Hier geht es um Freiheit, die Befreiung aus Unterdrückung und Gefangenschaft in einem Happy End, das das Liebespaar dieser Geschichte letztlich genauso verspielt wie tags zuvor Cio-Cio-San in „Madame Butterfly“. Und auch hier hat sich ein internationales Künstlerteam um eine sehr stimmige und musikalisch hochkarätige Umsetzung dieser personalintensiven Vorlage bemüht.

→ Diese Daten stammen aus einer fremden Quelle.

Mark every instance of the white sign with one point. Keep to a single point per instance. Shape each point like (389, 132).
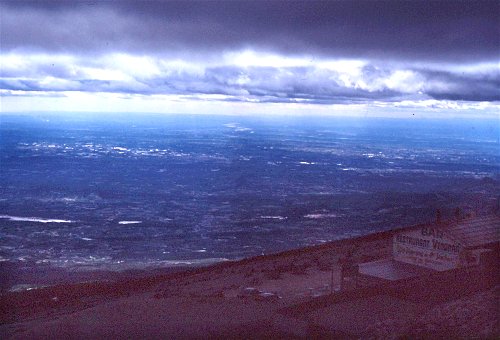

Das Premierenpublikum im vollbesetzten Festspielhaus dankte es mit vielen Vorhängen.

„Sibirien“ und „Madame Butterfly“

„Sibirien“ entstand 1903, fast zeitgleich mit „Madame Butterfly“ und wurde sogar ersatzweise für die nicht zeitgerecht fertig gewordene Puccini-Oper uraufgeführt. Hier wie dort geht es um Frauenschicksale inmitten einer Welt der Verständnislosigkeit und Kälte, beide Werke werden auch dem musikalischen Verismo zugeschrieben und liegen doch gerade hier meilenweit auseinander. Während Puccini mit lockerer Hand in den Farbtopf seiner Harmonien greift und seine Einfälle in verschwenderischen Melodien verströmt, bleibt Giordano großteils seltsam zwiespältig und unentschlossen in der Wahl seiner musikalischen Mittel.
Natürlich gibt es auch bei ihm wunderbar schmelzende Kantilenen, die sofort ins Ohr gehen und die er vor allem den beiden Protagonisten zugedacht hat. Alles ist auch hervorragend instrumentiert und klingt satt und voll Italianità. Doch Giordano weitet sein Spektrum aus. Der Tscheche Leos Janacek scheint bei ihm ums Eck gelugt zu haben, wenn es am Höhepunkt dramatischer Bühnenwendungen um entsprechende Auf- und Ausbrüche und Zwischenspiele im Orchester geht. Vor allem im 3. Akt gleitet er manchmal auch ins Operettenfach ab, manches mutet an wie eine Vorahnung auf Lehárs parfümiertes „Land des Lächelns“. Aber man soll posthum nicht ungerecht sein, natürlich hat auch Giordano, dem man in Bregenz übrigens auch den vom Publikum wenig goutierten „André Chénier“ auf der Seebühne 2011/12 verdankt, selbst genügend Einfälle, um ein wirklich eigenpersönliches Format zu kreieren.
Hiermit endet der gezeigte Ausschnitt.